Now for two of the easiest metals to recognize, and one very common metal that actually has some imitators:



Copper.


Zinc.


Iron.

Copper: Copper is known as a red (really brownish pink) metal that makes green flames, green sparks, and green oxide. The last of these is a coincidence, but copper does indeed emit a distinctive grouping of green lines. Visually it appears to be three lines, although more lines can be resolved with sensitive equipment. Additionally, two greenish-yellow lines complete an easily recognizable pattern, which is then rounded out by various fainter blue and red lines.

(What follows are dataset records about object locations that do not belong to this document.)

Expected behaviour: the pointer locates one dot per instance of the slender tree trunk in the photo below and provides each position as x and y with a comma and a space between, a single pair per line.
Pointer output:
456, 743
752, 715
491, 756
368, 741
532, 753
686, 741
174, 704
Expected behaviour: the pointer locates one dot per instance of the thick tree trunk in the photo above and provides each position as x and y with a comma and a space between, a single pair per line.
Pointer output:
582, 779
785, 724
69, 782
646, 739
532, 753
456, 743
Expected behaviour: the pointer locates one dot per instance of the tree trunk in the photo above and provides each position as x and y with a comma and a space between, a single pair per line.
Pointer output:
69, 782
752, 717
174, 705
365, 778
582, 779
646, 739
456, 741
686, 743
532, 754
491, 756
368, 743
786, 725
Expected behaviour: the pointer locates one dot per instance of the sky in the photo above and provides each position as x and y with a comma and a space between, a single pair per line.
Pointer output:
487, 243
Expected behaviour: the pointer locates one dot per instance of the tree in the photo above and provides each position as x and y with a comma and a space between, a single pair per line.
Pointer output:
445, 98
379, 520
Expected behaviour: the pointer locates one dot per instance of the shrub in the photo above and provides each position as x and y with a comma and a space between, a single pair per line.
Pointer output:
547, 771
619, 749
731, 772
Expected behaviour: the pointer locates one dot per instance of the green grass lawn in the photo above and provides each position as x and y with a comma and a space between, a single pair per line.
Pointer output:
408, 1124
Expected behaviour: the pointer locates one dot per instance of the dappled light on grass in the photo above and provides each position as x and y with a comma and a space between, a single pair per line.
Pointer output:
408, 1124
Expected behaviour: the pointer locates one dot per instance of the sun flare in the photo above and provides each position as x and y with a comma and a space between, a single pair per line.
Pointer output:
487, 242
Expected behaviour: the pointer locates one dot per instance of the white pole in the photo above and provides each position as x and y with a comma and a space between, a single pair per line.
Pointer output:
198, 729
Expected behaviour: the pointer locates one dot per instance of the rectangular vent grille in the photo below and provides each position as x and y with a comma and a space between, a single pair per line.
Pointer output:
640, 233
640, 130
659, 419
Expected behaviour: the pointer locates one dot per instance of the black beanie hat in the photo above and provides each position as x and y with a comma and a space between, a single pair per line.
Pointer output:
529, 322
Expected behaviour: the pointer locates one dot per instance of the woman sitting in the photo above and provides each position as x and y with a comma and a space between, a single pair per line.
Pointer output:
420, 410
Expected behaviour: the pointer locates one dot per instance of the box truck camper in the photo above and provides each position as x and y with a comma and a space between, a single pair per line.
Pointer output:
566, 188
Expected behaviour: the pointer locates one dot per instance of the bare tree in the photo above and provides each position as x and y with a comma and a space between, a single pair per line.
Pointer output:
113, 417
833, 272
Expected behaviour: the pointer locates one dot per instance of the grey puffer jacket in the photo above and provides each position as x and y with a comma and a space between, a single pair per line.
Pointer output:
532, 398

Zinc: Zinc sorta looks like someone took copper's spectrum and spread it out more. Like copper, zinc has a trio of beautiful bright lines, except they're azure instead of emerald. Zinc's red line is as distinctive as copper's yellow lines. The photo actually depicts the spark spectrum from two galvanized bolts. Consequently, some very faint iron emission may be visible. The important thing for the sake of zinc is the pattern of blue and red.

Iron: Iron is what I'll call a darned many lined spectrum dominated by greens and blues, or DMLSDGB. Nah, too many letters. Okay, how about just darned multi line. DML. Several elements are DMLs, and it can be easy to confuse them. Botany enthusiasts who observe plants in the wild complain about darned yellow composite (DYC) and darned white composite (DWC) flowers, so called because there are so many species that look similar and can be difficult to tell apart. Fortunately, there are interspecific differences between DYC and DWC plants (how else would they be resolved as different species?), and similarly, there are interelemental differences between DMLs. Every element's spectrum is like a unique fingerprint, even DML elements. In the case of iron, look for the violet gap, a region around 435nm with no bright lines. Other elements that look superficially similar, lack this violet gap, or have their violet gap at some other wavelength with a different pattern of bright lines surrounding it.